Tungsten/graphene composite was developed and demonstrated to have good mechanical and thermal properties. Density functional theory calculations were performed to investigate elastic constants, elastic anisotropies and isotropic elastic moduli, thermodynamic properties and minimum thermal conductivity of tungsten/graphene with and without a helium-vacancy pair, and tungsten/graphane and tungsten/ditungsten carbide (tungsten/W2C) composites. The results show that tungsten/graphene composite has more toughness when compared with pure tungsten metal. It is noticed that the minimum thermal conductivity of tungsten/graphene composite is higher, introducing a potential application in heat dissipation at high temperatures. We give an honest appraisal of the anisotropic and isotropic (polycrystalline) elastic properties of tungsten/graphene, tungsten/graphane, and tungsten/W2C carbide composites.
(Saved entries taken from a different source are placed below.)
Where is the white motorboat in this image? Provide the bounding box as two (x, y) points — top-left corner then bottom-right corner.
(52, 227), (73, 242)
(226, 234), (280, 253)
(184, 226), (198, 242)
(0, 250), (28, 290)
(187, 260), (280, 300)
In addition, the results show that the graphene layer is a strong trap for the He atom, while He affinity to the graphene layer is weaker to a single vacancy. The formation of the He-vacancy pair due to trapping effects near the W/graphene interface will help to reduce the concentration of impurities and defects in the tungsten matrix and maintain the inherent heat dissipation properties under irradiation.